To perform comprehensive phylogenetic analysis with a model selection mechanism without monotonous manipulations of data input/output, this work describes the design of an intuitive framework for phylogenetic reconstruction with automatic likelihood model selectors (PALM). By using the proposed integrated framework of ClustalW, PhyML, MODELTEST, ProtTest, and several in-house programs (PalmDaemon, PalmMonitor, PalmTree, and Palm job controller), the fitness of 56 substitution models is evaluated for nucleotide sequences and 112 substitution models for protein sequences with scores in various criteria (i.e. AIC, AICc, BIC and hLRT). Via the parallel computing strategy, the calculation time of this ML-based phylogenetic reconstruction tool is substantially reduced. All parameters used and outputs generated by each program can be accessed online. Moreover, resubmitting a new job from previous graphic results to remove rogue taxa and add new ones is an effortless task when using PalmTree.

Methods

Structure of PALM System

This work adopts the maximum likelihood (ML) method, which facilitates the application of mathematical models that incorporate the knowledge of typical patterns of sequence evolution, resulting in more powerful phylogenetic inferences [7]. To ensure a stable system with satisfactory performance, PALM is constructed on a platform with several symmetrical multi-processor (SMP) servers equipped with quad CPUs (700MHz Intel Xeon) and 8 GB RAM. Additionally, the LAMP structure (Ubuntu, version 8.04; Apache, version 2.04; Postgresql, version 8.3.7; PHP, version 5.1.0) and a MS-Window 2003 server are adopted to take the computation load and streamline the workflow control (PalmDaemon).

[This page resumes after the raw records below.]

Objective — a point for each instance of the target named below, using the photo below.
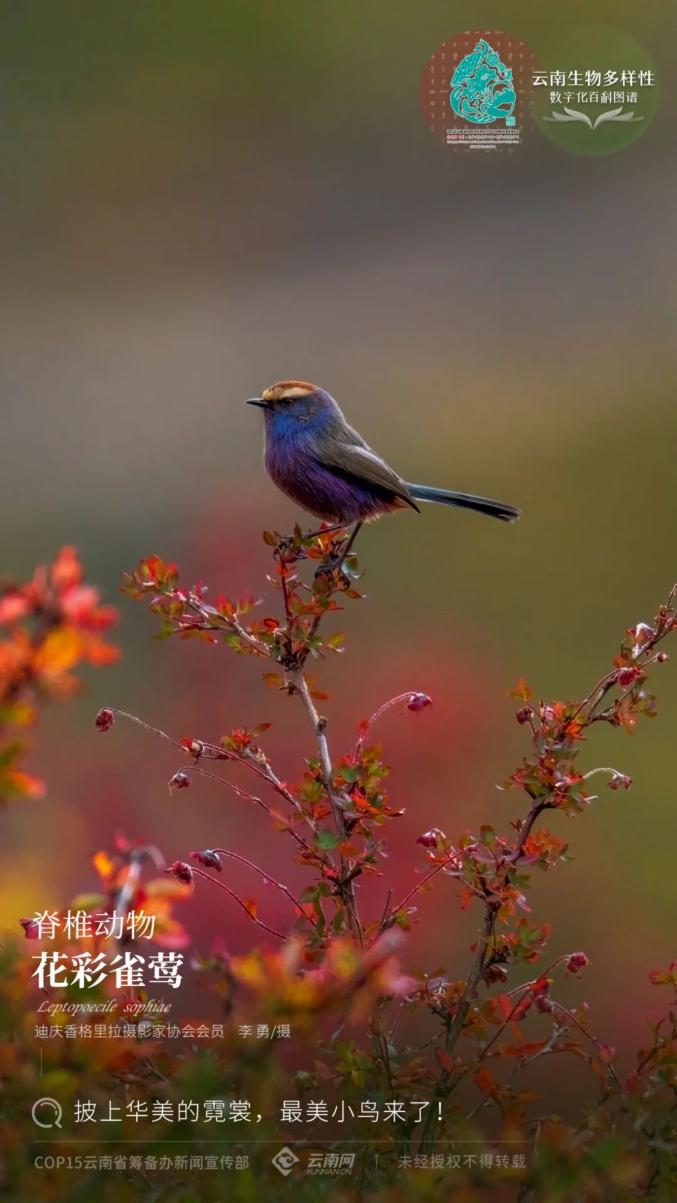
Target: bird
(327, 468)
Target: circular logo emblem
(598, 90)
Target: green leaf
(326, 840)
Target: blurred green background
(201, 199)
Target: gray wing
(349, 454)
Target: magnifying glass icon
(52, 1113)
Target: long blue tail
(465, 501)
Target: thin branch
(200, 872)
(262, 873)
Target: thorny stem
(345, 883)
(200, 872)
(387, 705)
(271, 881)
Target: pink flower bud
(621, 781)
(179, 781)
(105, 719)
(208, 859)
(182, 871)
(431, 839)
(576, 963)
(496, 973)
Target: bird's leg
(345, 551)
(315, 534)
(334, 563)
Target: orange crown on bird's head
(285, 390)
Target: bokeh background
(201, 199)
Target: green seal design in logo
(481, 87)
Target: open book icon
(611, 114)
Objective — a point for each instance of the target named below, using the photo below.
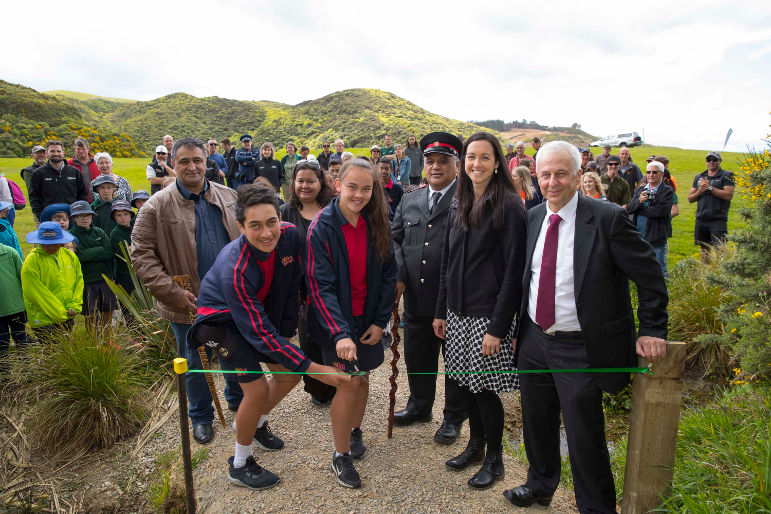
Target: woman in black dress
(480, 291)
(308, 194)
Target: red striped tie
(544, 310)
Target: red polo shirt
(267, 266)
(356, 244)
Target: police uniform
(418, 231)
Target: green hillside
(360, 116)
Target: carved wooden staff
(184, 282)
(396, 339)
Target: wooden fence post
(653, 422)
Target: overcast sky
(681, 72)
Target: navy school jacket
(229, 292)
(329, 279)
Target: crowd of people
(497, 256)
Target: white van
(625, 139)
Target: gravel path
(405, 473)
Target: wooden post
(180, 368)
(653, 422)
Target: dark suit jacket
(607, 254)
(418, 241)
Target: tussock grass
(88, 394)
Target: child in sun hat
(96, 259)
(51, 281)
(7, 234)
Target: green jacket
(51, 284)
(11, 301)
(94, 251)
(120, 234)
(103, 218)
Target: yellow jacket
(51, 285)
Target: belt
(563, 335)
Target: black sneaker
(265, 439)
(252, 475)
(344, 471)
(357, 445)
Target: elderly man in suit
(576, 313)
(418, 231)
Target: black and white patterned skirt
(463, 353)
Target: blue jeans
(661, 256)
(199, 399)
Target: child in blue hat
(51, 282)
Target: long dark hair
(376, 210)
(470, 213)
(325, 194)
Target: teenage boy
(105, 189)
(95, 254)
(139, 198)
(51, 282)
(7, 234)
(247, 311)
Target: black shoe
(203, 433)
(344, 471)
(265, 439)
(492, 470)
(252, 475)
(523, 496)
(406, 417)
(474, 452)
(448, 433)
(357, 444)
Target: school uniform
(350, 288)
(248, 304)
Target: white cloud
(684, 73)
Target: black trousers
(421, 354)
(579, 399)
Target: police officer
(246, 159)
(418, 232)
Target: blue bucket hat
(139, 194)
(52, 209)
(102, 179)
(80, 207)
(49, 233)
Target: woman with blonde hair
(591, 186)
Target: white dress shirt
(431, 192)
(565, 313)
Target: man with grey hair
(651, 207)
(576, 313)
(178, 234)
(84, 161)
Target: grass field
(684, 164)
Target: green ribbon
(515, 371)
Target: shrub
(746, 274)
(693, 308)
(723, 460)
(88, 394)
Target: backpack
(19, 202)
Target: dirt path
(405, 473)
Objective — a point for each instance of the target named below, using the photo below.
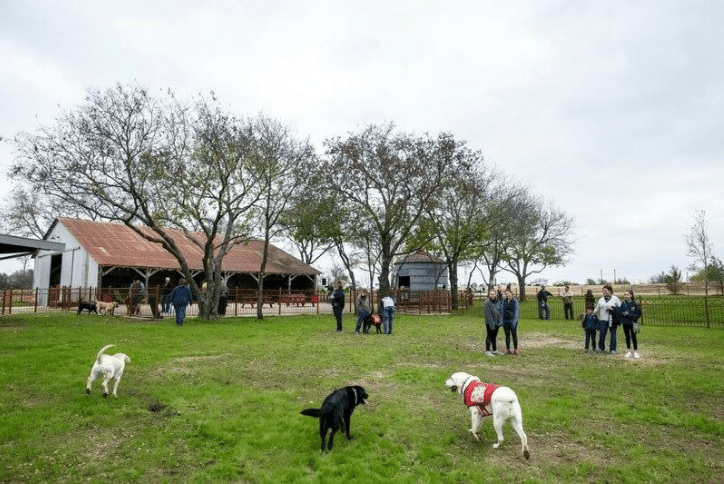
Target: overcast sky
(610, 110)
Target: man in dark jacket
(338, 305)
(543, 303)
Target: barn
(108, 254)
(421, 271)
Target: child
(589, 323)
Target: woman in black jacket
(630, 314)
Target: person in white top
(606, 310)
(388, 310)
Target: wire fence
(151, 303)
(668, 310)
(665, 310)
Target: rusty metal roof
(115, 244)
(420, 257)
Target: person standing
(493, 322)
(180, 298)
(166, 296)
(388, 311)
(607, 312)
(364, 310)
(567, 302)
(630, 314)
(590, 325)
(338, 305)
(223, 298)
(511, 314)
(543, 307)
(590, 301)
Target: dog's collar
(462, 387)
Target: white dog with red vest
(485, 399)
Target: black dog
(336, 411)
(372, 319)
(90, 307)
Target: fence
(695, 310)
(239, 302)
(669, 310)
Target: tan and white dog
(484, 399)
(110, 367)
(107, 308)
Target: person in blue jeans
(511, 315)
(630, 312)
(364, 309)
(607, 312)
(388, 310)
(180, 298)
(590, 325)
(338, 301)
(543, 307)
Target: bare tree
(465, 214)
(126, 156)
(283, 165)
(391, 179)
(541, 238)
(673, 280)
(701, 249)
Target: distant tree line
(22, 279)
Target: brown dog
(107, 308)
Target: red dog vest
(478, 394)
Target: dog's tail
(98, 358)
(312, 412)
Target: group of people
(605, 318)
(501, 311)
(364, 310)
(601, 319)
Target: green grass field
(220, 402)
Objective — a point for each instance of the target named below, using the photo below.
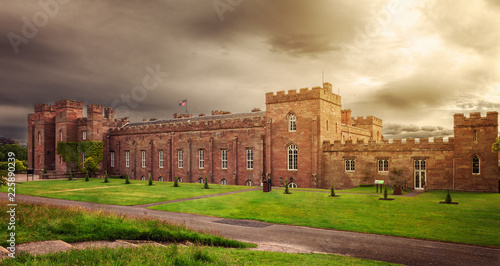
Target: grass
(474, 221)
(116, 192)
(174, 255)
(44, 222)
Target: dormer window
(292, 123)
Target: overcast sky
(411, 63)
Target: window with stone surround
(292, 157)
(160, 159)
(201, 156)
(224, 159)
(143, 159)
(350, 165)
(180, 161)
(383, 165)
(249, 159)
(292, 123)
(475, 165)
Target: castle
(304, 136)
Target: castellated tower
(475, 165)
(298, 123)
(67, 113)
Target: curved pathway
(367, 246)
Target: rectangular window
(202, 159)
(249, 159)
(224, 159)
(383, 165)
(349, 165)
(161, 159)
(180, 162)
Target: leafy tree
(90, 166)
(206, 183)
(496, 145)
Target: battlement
(410, 144)
(369, 120)
(324, 93)
(475, 119)
(196, 124)
(43, 107)
(69, 104)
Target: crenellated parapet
(395, 145)
(369, 120)
(195, 124)
(324, 93)
(475, 120)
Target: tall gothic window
(292, 123)
(475, 165)
(292, 157)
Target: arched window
(292, 157)
(292, 123)
(475, 165)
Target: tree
(496, 145)
(90, 166)
(206, 183)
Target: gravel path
(306, 239)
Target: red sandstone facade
(304, 135)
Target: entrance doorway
(420, 176)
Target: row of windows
(180, 161)
(419, 165)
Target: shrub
(206, 183)
(448, 196)
(286, 188)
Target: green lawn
(116, 192)
(39, 222)
(174, 255)
(474, 221)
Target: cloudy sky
(411, 63)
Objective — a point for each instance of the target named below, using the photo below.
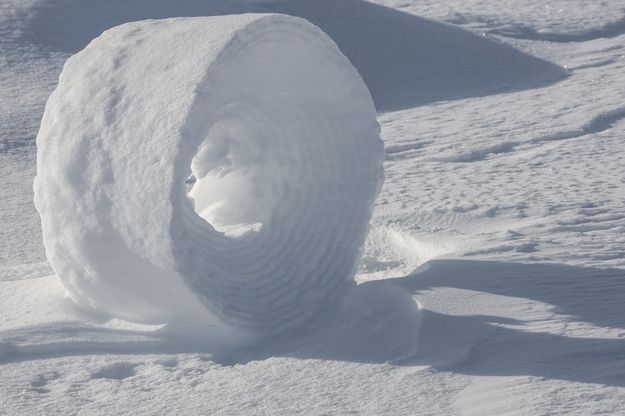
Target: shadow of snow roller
(219, 170)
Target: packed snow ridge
(218, 170)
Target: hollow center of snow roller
(228, 174)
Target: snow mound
(221, 170)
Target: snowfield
(492, 280)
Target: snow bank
(217, 169)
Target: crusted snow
(505, 193)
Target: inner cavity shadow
(405, 60)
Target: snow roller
(220, 170)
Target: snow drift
(217, 169)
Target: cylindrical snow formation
(212, 168)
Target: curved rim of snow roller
(220, 170)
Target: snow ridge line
(521, 31)
(597, 124)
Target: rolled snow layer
(221, 169)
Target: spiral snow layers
(220, 169)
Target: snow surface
(492, 281)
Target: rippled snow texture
(216, 169)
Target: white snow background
(491, 282)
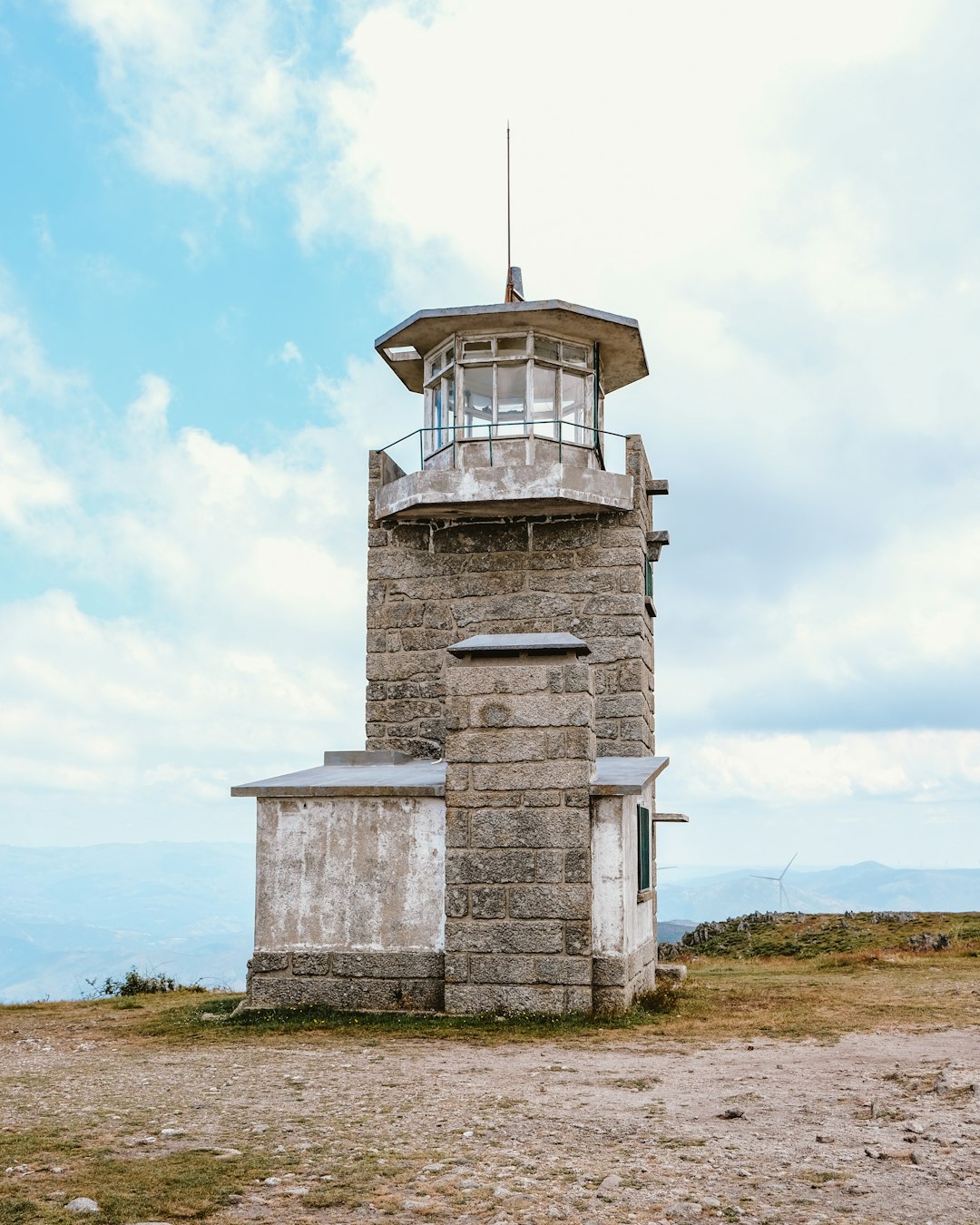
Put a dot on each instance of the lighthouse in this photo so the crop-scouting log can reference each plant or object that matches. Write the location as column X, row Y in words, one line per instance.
column 493, row 847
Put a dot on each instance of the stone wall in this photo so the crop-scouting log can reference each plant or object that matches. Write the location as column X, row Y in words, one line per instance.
column 520, row 746
column 352, row 980
column 434, row 583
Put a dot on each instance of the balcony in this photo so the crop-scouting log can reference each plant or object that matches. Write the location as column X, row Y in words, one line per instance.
column 492, row 469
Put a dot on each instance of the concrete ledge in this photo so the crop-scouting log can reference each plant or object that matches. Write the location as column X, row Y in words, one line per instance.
column 354, row 995
column 625, row 776
column 392, row 776
column 511, row 489
column 468, row 998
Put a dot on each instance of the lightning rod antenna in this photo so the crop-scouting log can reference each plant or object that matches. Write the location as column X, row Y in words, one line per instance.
column 514, row 290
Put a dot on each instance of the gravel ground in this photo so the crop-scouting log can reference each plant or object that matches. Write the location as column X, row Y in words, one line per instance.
column 876, row 1127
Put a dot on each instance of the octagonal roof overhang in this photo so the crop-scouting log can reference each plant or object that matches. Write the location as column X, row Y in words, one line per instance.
column 623, row 360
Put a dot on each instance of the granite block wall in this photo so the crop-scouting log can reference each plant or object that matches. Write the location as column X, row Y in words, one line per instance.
column 518, row 868
column 433, row 583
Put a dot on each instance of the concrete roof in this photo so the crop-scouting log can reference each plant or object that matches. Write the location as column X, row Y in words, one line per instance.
column 623, row 360
column 614, row 776
column 408, row 777
column 528, row 643
column 625, row 776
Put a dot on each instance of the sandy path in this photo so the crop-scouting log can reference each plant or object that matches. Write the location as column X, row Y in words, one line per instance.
column 533, row 1131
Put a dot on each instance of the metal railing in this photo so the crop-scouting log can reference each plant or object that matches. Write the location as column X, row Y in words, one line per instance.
column 494, row 430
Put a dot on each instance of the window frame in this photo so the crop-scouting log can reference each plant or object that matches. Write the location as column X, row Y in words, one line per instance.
column 446, row 386
column 643, row 853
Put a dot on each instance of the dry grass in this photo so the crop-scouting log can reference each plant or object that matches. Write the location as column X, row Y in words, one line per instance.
column 724, row 998
column 818, row 997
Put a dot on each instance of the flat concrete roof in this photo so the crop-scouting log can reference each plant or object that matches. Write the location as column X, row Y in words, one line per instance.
column 361, row 774
column 527, row 643
column 622, row 347
column 625, row 776
column 408, row 777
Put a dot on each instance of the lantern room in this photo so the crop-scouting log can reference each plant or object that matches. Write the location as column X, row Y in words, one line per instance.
column 514, row 408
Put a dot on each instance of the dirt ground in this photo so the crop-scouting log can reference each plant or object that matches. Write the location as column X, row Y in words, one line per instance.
column 875, row 1127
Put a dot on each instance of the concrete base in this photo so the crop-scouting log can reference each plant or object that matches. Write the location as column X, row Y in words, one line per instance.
column 405, row 982
column 618, row 980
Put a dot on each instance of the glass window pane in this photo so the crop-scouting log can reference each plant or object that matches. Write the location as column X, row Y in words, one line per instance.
column 544, row 402
column 478, row 399
column 511, row 398
column 512, row 345
column 573, row 406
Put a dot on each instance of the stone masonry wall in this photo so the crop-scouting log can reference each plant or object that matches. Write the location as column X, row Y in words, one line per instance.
column 358, row 980
column 520, row 746
column 434, row 583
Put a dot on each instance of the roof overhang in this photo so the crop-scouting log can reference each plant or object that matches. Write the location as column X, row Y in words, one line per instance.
column 622, row 347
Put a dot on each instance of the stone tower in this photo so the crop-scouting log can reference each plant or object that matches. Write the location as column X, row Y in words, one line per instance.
column 510, row 678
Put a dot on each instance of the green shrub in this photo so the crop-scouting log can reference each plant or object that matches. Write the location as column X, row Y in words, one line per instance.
column 141, row 984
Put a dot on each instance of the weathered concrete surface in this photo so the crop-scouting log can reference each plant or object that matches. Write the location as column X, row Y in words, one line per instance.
column 623, row 923
column 356, row 778
column 544, row 487
column 349, row 874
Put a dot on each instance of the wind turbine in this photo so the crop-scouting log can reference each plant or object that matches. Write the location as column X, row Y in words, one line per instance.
column 783, row 899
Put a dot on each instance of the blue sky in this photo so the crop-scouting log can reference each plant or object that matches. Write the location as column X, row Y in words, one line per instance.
column 210, row 210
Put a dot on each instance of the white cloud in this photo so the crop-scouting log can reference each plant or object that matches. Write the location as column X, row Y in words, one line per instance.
column 242, row 654
column 791, row 769
column 207, row 91
column 27, row 482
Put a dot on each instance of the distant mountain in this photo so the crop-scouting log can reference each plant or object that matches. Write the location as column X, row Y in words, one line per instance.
column 867, row 886
column 69, row 914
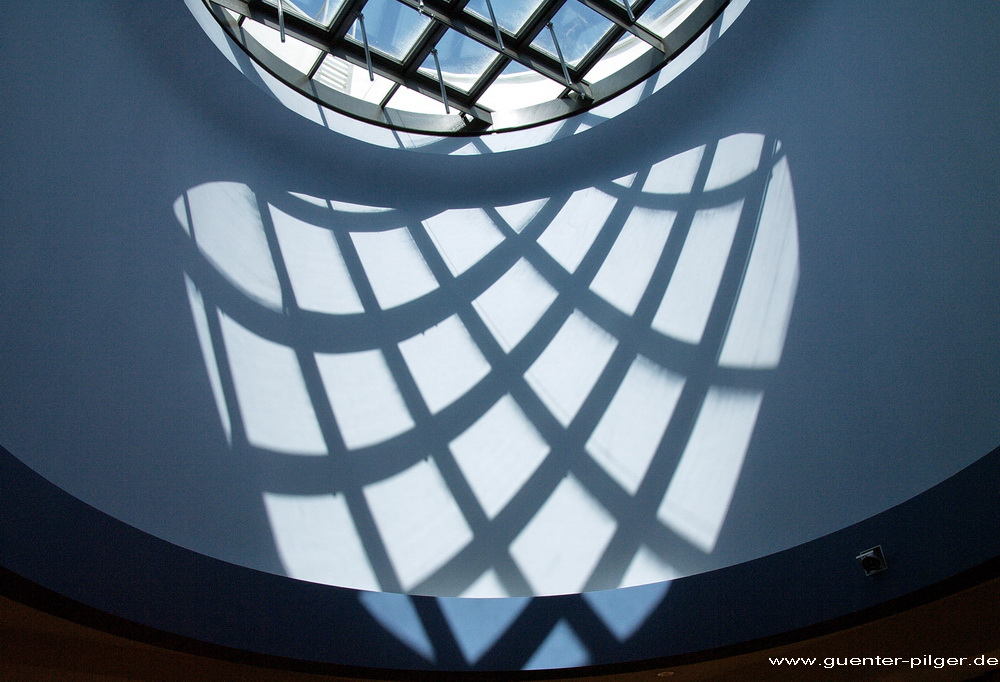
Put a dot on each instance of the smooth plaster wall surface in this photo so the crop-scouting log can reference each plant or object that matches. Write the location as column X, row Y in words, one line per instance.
column 888, row 115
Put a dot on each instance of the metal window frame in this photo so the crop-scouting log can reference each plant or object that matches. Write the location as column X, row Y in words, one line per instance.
column 460, row 112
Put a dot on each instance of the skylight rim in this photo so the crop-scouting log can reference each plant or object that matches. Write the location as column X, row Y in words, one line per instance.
column 466, row 119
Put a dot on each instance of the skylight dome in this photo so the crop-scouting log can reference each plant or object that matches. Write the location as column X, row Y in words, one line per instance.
column 462, row 67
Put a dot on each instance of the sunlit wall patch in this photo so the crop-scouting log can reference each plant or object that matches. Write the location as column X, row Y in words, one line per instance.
column 507, row 417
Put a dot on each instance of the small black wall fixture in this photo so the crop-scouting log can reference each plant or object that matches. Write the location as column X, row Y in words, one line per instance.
column 872, row 560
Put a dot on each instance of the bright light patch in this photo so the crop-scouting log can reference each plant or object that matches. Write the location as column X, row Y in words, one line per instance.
column 445, row 362
column 418, row 520
column 512, row 306
column 624, row 276
column 365, row 399
column 208, row 353
column 697, row 499
column 227, row 227
column 395, row 268
column 463, row 237
column 561, row 649
column 676, row 174
column 628, row 434
column 686, row 304
column 623, row 611
column 397, row 615
column 559, row 548
column 477, row 624
column 647, row 567
column 736, row 157
column 317, row 540
column 315, row 266
column 498, row 454
column 519, row 215
column 571, row 233
column 566, row 371
column 277, row 412
column 757, row 330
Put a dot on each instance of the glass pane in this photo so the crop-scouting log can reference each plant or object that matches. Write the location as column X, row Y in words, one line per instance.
column 463, row 60
column 319, row 12
column 411, row 100
column 393, row 28
column 293, row 52
column 349, row 78
column 511, row 14
column 517, row 87
column 663, row 15
column 578, row 30
column 625, row 51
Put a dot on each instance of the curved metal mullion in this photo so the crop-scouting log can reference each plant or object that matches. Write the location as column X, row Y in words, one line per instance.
column 619, row 16
column 596, row 53
column 391, row 70
column 344, row 20
column 514, row 49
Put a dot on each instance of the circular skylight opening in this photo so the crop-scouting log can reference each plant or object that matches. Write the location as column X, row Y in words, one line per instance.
column 462, row 67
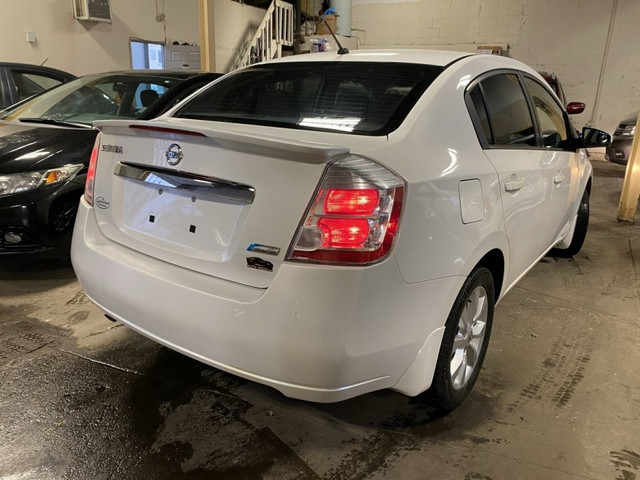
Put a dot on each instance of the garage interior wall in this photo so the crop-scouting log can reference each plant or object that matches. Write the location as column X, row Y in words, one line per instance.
column 82, row 47
column 567, row 38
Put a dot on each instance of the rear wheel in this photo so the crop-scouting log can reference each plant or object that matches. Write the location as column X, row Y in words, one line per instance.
column 465, row 340
column 580, row 232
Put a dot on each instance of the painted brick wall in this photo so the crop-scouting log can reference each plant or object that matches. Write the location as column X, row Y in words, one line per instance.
column 567, row 37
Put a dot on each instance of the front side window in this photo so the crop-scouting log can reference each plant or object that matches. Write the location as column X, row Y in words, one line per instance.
column 92, row 98
column 29, row 83
column 367, row 98
column 508, row 111
column 553, row 127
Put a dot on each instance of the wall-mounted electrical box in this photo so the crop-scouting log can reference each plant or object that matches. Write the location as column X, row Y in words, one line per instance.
column 92, row 10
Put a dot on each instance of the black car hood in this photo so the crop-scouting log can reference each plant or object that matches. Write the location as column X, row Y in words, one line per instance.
column 26, row 147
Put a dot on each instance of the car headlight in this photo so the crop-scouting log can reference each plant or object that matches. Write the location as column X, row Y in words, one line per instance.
column 25, row 181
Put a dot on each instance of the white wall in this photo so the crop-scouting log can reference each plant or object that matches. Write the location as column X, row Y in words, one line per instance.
column 87, row 47
column 567, row 37
column 235, row 23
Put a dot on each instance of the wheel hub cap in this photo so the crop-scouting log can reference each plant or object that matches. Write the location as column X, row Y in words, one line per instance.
column 469, row 338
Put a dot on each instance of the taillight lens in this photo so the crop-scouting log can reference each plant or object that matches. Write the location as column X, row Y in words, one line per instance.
column 91, row 174
column 354, row 216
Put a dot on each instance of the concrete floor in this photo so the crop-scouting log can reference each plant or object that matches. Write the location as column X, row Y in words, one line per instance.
column 558, row 398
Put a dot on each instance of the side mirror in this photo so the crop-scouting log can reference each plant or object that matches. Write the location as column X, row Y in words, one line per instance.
column 592, row 137
column 575, row 108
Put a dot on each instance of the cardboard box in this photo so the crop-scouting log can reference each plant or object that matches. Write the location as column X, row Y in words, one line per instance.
column 321, row 28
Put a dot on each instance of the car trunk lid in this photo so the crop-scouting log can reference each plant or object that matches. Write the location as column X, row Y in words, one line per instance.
column 213, row 200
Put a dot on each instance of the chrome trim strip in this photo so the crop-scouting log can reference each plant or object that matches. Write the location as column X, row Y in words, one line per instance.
column 207, row 186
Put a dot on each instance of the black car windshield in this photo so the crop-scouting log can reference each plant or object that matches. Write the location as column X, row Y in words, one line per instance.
column 366, row 98
column 94, row 97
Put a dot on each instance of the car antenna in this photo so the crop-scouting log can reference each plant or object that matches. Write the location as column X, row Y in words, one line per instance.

PALM is designed for biologists without prerequisite computer skills to run a complex phylogenetic analysis process via a succinct, user-friendly interface. Achieving this objectives involves integrating several well-established programs (i.e. readseq [26] version 2.1.26, ClustalW [27] version 2.0.1, PhyML [8] version 3.0, MODELTEST [22] version 3.7, and ProtTest [21] version 2.0) with our applications, including PalmDaemon, PalmMonitor, PalmTree and Palm job controller into a seamless pipeline (Fig. 1).

PalmDaemon

Based on the design of PALM, a series of successive calculation steps is transformed into an integrated service. PalmDaemon is responsible for transferring data between programs and agglutinating several prestigious programs and our in-house programs. Following selection of the optimum model, the alignment, parameters for model choice, and bootstrap setting are submitted to Palm job controller for parallel computing on bootstrapping. To easily retrieve the output results, PalmDaemon sends e-mails notifying job acceptance and job completion to users. Following the job ID link in the notification mail, users can trace back to their job results. Query parameters are stored and used if a resubmission job is initiated from the PalmTree Viewer (as described below). Additionally, to avert long sequence identifier (ID) truncation caused by alignment, the sequence IDs (up to 100 characters) are converted into internal running IDs by PalmDaemon and are restored in the final outputs. Therefore, meaningful sequence IDs encoded with a message such as the sampling date and species name are allowed, subsequently making the result comprehensible.

PalmMonitor: Multi-Thread Processing

PALM runs through tree-building processes of all available models and then identifies the most appropriate model in terms of the tree with the best likelihood -derived score by the model. This time consuming task is accelerated by implementing a multi-thread dispatch program in Java, PalmMonitor. PalmMonitor is used to divide a single sequential task of running 56 nucleic acids substitution models and 112 protein substitution models into parallel ones and, then, merges the results when all tasks are completed. Doing so reduces a considerable amount of computational time, i.e. a six-threading run reduces the computing time from eight hours to eighty minutes for a query of 20 sequences with 5000 residues in length.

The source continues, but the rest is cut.